We do not have a “one language to rule them all” policy. We have a methodological principle: the language should eliminate confounding variables relevant to the claims you intend to make.

This means:

  • When measuring memory access patterns (numaperf): Use a language with no GC and explicit memory control. Rust.
  • When building zero-overhead compile-time abstractions (zviz): Use a language where compile-time execution is a first-class feature. Zig.
  • When managing concurrent I/O at millisecond timescales (route-switch): Use a language with lightweight concurrency and a mature networking stack. Go.
  • When studying cache behaviour (embedcache) or storage engine performance (memista): Use a language where you control allocation and deallocation. Rust.

This is not about which language is “best.” It is about which language produces the most trustworthy experimental results for a given research question.

What This Means for Reproducibility

There is a secondary benefit to this approach that we did not initially anticipate: reproducibility. When a system is written in Rust, another researcher can build it on a different machine and get the same performance characteristics (modulo hardware differences).

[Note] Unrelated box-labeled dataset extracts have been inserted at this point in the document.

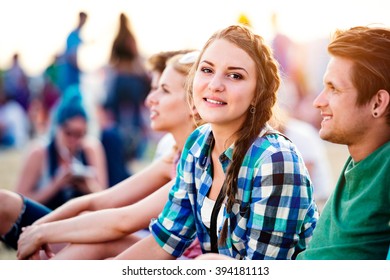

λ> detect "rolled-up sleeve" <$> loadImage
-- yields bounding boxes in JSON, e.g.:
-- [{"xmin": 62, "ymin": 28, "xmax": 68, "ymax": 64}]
[{"xmin": 246, "ymin": 150, "xmax": 317, "ymax": 259}]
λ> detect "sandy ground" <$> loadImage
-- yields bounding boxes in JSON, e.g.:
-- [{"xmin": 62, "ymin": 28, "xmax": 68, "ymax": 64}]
[{"xmin": 0, "ymin": 143, "xmax": 348, "ymax": 260}]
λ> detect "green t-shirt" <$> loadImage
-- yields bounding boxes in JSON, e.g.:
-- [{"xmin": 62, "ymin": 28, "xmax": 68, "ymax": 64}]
[{"xmin": 297, "ymin": 142, "xmax": 390, "ymax": 260}]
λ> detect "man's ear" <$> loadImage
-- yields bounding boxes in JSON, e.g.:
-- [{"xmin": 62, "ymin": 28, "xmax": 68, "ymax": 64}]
[{"xmin": 371, "ymin": 89, "xmax": 390, "ymax": 118}]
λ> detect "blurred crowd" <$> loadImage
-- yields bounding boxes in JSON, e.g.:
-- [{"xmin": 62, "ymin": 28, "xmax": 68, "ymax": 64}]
[{"xmin": 0, "ymin": 12, "xmax": 334, "ymax": 208}]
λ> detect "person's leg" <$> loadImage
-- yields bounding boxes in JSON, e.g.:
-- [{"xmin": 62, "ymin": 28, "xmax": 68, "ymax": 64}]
[
  {"xmin": 0, "ymin": 190, "xmax": 51, "ymax": 250},
  {"xmin": 0, "ymin": 190, "xmax": 23, "ymax": 236},
  {"xmin": 52, "ymin": 234, "xmax": 140, "ymax": 260}
]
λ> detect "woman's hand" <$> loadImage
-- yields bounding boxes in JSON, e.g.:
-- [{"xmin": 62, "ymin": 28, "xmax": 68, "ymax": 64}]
[{"xmin": 17, "ymin": 225, "xmax": 54, "ymax": 260}]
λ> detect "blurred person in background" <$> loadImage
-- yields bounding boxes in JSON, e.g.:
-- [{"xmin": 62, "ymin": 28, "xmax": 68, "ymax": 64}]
[
  {"xmin": 101, "ymin": 13, "xmax": 150, "ymax": 177},
  {"xmin": 0, "ymin": 75, "xmax": 30, "ymax": 149},
  {"xmin": 3, "ymin": 53, "xmax": 31, "ymax": 113},
  {"xmin": 15, "ymin": 86, "xmax": 107, "ymax": 209},
  {"xmin": 58, "ymin": 12, "xmax": 88, "ymax": 92},
  {"xmin": 14, "ymin": 52, "xmax": 201, "ymax": 259}
]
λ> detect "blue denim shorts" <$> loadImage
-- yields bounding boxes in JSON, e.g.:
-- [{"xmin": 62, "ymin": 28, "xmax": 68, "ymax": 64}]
[{"xmin": 1, "ymin": 196, "xmax": 52, "ymax": 250}]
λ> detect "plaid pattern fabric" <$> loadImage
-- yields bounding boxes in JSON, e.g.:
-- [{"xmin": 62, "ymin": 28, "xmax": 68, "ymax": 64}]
[{"xmin": 150, "ymin": 124, "xmax": 318, "ymax": 259}]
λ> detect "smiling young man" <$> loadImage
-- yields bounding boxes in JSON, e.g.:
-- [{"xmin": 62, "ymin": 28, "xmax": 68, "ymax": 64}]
[{"xmin": 298, "ymin": 27, "xmax": 390, "ymax": 260}]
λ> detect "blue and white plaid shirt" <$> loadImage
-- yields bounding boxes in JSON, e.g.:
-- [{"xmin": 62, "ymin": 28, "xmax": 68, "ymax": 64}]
[{"xmin": 150, "ymin": 124, "xmax": 318, "ymax": 259}]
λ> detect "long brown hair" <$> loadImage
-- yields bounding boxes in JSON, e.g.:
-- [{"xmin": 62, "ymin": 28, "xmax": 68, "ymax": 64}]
[{"xmin": 187, "ymin": 25, "xmax": 280, "ymax": 243}]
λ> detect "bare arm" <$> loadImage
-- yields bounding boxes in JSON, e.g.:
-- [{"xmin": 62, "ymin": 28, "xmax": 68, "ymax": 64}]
[
  {"xmin": 18, "ymin": 180, "xmax": 174, "ymax": 259},
  {"xmin": 35, "ymin": 155, "xmax": 173, "ymax": 224}
]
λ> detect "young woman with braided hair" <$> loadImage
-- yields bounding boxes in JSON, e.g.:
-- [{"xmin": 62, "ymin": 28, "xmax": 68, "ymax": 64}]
[{"xmin": 117, "ymin": 25, "xmax": 318, "ymax": 259}]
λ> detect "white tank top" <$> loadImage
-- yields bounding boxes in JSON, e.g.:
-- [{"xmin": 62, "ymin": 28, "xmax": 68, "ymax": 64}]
[{"xmin": 200, "ymin": 196, "xmax": 225, "ymax": 228}]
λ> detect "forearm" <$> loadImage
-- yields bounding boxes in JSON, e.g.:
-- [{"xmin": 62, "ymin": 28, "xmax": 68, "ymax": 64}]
[
  {"xmin": 36, "ymin": 184, "xmax": 171, "ymax": 243},
  {"xmin": 34, "ymin": 195, "xmax": 93, "ymax": 225}
]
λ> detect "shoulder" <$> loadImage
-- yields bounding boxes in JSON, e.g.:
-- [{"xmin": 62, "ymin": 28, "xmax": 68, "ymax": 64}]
[
  {"xmin": 183, "ymin": 124, "xmax": 212, "ymax": 155},
  {"xmin": 248, "ymin": 133, "xmax": 303, "ymax": 166}
]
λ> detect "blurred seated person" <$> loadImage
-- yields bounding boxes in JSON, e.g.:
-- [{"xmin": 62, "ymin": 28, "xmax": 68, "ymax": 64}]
[{"xmin": 15, "ymin": 86, "xmax": 107, "ymax": 209}]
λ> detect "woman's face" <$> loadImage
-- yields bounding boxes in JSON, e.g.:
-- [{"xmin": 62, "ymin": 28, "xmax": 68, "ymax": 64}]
[
  {"xmin": 147, "ymin": 65, "xmax": 193, "ymax": 132},
  {"xmin": 193, "ymin": 39, "xmax": 257, "ymax": 132},
  {"xmin": 59, "ymin": 117, "xmax": 87, "ymax": 152}
]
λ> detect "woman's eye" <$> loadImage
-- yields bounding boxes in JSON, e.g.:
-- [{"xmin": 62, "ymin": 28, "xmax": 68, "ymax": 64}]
[
  {"xmin": 200, "ymin": 67, "xmax": 212, "ymax": 73},
  {"xmin": 229, "ymin": 73, "xmax": 242, "ymax": 80}
]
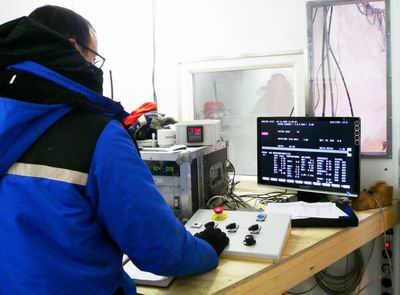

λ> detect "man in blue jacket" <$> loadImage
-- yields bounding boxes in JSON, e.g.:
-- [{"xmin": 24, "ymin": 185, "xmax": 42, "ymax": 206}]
[{"xmin": 0, "ymin": 6, "xmax": 229, "ymax": 294}]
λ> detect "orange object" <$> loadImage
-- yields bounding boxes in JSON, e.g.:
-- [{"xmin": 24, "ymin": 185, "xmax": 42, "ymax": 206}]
[
  {"xmin": 123, "ymin": 102, "xmax": 157, "ymax": 127},
  {"xmin": 351, "ymin": 181, "xmax": 393, "ymax": 211}
]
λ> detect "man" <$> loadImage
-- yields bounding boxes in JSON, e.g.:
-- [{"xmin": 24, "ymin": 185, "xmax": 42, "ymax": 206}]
[{"xmin": 0, "ymin": 6, "xmax": 229, "ymax": 294}]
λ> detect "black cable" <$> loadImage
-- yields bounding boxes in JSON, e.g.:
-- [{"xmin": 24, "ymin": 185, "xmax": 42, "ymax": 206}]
[
  {"xmin": 284, "ymin": 283, "xmax": 318, "ymax": 295},
  {"xmin": 329, "ymin": 41, "xmax": 354, "ymax": 117},
  {"xmin": 321, "ymin": 6, "xmax": 327, "ymax": 117},
  {"xmin": 151, "ymin": 0, "xmax": 157, "ymax": 104},
  {"xmin": 326, "ymin": 6, "xmax": 334, "ymax": 117}
]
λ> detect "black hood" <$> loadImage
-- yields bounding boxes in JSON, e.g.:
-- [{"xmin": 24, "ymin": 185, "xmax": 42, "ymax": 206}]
[{"xmin": 0, "ymin": 17, "xmax": 103, "ymax": 93}]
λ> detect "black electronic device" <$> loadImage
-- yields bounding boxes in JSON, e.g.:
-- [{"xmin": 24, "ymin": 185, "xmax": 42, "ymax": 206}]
[{"xmin": 257, "ymin": 117, "xmax": 361, "ymax": 226}]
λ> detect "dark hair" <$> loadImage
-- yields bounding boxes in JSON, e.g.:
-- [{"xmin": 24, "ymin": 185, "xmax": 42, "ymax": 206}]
[{"xmin": 28, "ymin": 5, "xmax": 94, "ymax": 47}]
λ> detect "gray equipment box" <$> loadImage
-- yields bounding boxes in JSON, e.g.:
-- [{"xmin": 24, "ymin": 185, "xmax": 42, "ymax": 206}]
[{"xmin": 140, "ymin": 141, "xmax": 228, "ymax": 219}]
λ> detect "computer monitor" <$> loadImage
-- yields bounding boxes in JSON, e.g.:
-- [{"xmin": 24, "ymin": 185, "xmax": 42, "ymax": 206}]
[{"xmin": 257, "ymin": 117, "xmax": 361, "ymax": 201}]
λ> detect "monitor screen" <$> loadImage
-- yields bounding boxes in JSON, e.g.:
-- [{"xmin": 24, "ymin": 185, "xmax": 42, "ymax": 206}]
[{"xmin": 257, "ymin": 117, "xmax": 361, "ymax": 197}]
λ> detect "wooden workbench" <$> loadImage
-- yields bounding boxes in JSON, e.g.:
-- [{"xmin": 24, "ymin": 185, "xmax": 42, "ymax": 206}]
[{"xmin": 138, "ymin": 201, "xmax": 400, "ymax": 295}]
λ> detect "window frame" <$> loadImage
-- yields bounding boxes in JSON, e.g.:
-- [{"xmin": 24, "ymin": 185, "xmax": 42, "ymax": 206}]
[{"xmin": 178, "ymin": 50, "xmax": 306, "ymax": 121}]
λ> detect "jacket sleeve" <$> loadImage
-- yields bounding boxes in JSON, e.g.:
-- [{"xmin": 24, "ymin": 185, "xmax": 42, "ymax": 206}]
[{"xmin": 87, "ymin": 121, "xmax": 218, "ymax": 276}]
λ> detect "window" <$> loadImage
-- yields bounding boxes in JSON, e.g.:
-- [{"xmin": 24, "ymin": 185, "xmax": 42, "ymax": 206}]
[
  {"xmin": 307, "ymin": 0, "xmax": 391, "ymax": 158},
  {"xmin": 181, "ymin": 52, "xmax": 305, "ymax": 175}
]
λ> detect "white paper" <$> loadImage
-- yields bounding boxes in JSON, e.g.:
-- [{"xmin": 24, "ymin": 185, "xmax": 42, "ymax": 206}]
[
  {"xmin": 124, "ymin": 255, "xmax": 173, "ymax": 287},
  {"xmin": 264, "ymin": 202, "xmax": 347, "ymax": 219}
]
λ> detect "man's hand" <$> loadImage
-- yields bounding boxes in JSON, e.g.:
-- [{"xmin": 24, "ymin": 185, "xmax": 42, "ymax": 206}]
[{"xmin": 194, "ymin": 227, "xmax": 229, "ymax": 256}]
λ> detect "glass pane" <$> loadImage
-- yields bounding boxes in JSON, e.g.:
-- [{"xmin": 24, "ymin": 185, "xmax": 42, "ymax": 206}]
[
  {"xmin": 309, "ymin": 1, "xmax": 390, "ymax": 156},
  {"xmin": 193, "ymin": 67, "xmax": 294, "ymax": 175}
]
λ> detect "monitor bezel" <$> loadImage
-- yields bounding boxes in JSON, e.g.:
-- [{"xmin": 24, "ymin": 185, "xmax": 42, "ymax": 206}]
[{"xmin": 257, "ymin": 117, "xmax": 361, "ymax": 197}]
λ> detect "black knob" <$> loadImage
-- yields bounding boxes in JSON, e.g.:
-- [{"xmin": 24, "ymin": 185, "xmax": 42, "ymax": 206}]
[
  {"xmin": 204, "ymin": 221, "xmax": 215, "ymax": 228},
  {"xmin": 243, "ymin": 235, "xmax": 256, "ymax": 246},
  {"xmin": 382, "ymin": 263, "xmax": 390, "ymax": 274},
  {"xmin": 249, "ymin": 224, "xmax": 261, "ymax": 234},
  {"xmin": 382, "ymin": 278, "xmax": 392, "ymax": 288},
  {"xmin": 225, "ymin": 222, "xmax": 237, "ymax": 230},
  {"xmin": 382, "ymin": 249, "xmax": 392, "ymax": 259}
]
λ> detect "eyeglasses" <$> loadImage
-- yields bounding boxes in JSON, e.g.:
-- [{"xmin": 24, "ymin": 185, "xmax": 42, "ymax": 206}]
[{"xmin": 79, "ymin": 44, "xmax": 106, "ymax": 69}]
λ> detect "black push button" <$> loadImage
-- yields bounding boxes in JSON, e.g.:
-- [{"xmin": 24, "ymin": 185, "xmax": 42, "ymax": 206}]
[
  {"xmin": 249, "ymin": 224, "xmax": 261, "ymax": 234},
  {"xmin": 243, "ymin": 235, "xmax": 256, "ymax": 246}
]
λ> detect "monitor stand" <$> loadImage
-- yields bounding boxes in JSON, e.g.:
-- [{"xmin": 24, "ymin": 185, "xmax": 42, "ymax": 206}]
[{"xmin": 297, "ymin": 191, "xmax": 330, "ymax": 203}]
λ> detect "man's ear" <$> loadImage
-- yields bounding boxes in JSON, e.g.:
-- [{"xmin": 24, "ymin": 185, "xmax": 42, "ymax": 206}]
[{"xmin": 68, "ymin": 38, "xmax": 82, "ymax": 54}]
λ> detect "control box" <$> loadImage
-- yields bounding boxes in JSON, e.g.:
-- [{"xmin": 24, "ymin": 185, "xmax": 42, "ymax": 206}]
[
  {"xmin": 140, "ymin": 141, "xmax": 228, "ymax": 219},
  {"xmin": 185, "ymin": 209, "xmax": 291, "ymax": 263}
]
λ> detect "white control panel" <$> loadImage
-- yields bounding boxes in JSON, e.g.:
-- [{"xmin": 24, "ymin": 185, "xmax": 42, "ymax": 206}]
[{"xmin": 185, "ymin": 209, "xmax": 291, "ymax": 262}]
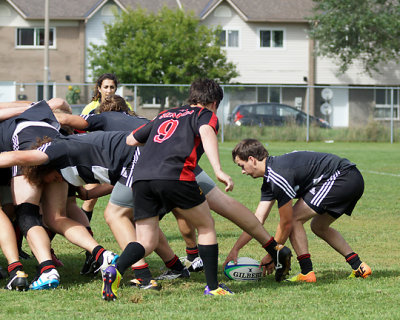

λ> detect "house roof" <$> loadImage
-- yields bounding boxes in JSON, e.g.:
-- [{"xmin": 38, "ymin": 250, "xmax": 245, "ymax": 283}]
[
  {"xmin": 201, "ymin": 0, "xmax": 314, "ymax": 22},
  {"xmin": 6, "ymin": 0, "xmax": 313, "ymax": 22}
]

There is no “well, it depends on your GC tuning” or “you need to set the JVM heap to exactly 8 GB.” The performance is determined by the code, the compiler flags, and the hardware. Full stop.

This is not a universal truth — Rust programs can still exhibit non-deterministic behaviour through thread scheduling, I/O ordering, or LLVM optimisation decisions. But the surface area for non-determinism is dramatically smaller than in garbage-collected or manually-managed languages.

Conclusion

We write AI infrastructure in Rust, Zig, and Go not because we think these languages are the future of all programming, but because we think language choice is part of the scientific method. When you make a claim about system performance, the tools you used to build and measure that system are part of the claim. Choosing tools that minimise confounding variables is not engineering preference — it is experimental hygiene.

If you are building AI infrastructure and intend to make empirical claims about its behaviour, consider what your language is and is not controlling for. The answer might surprise you.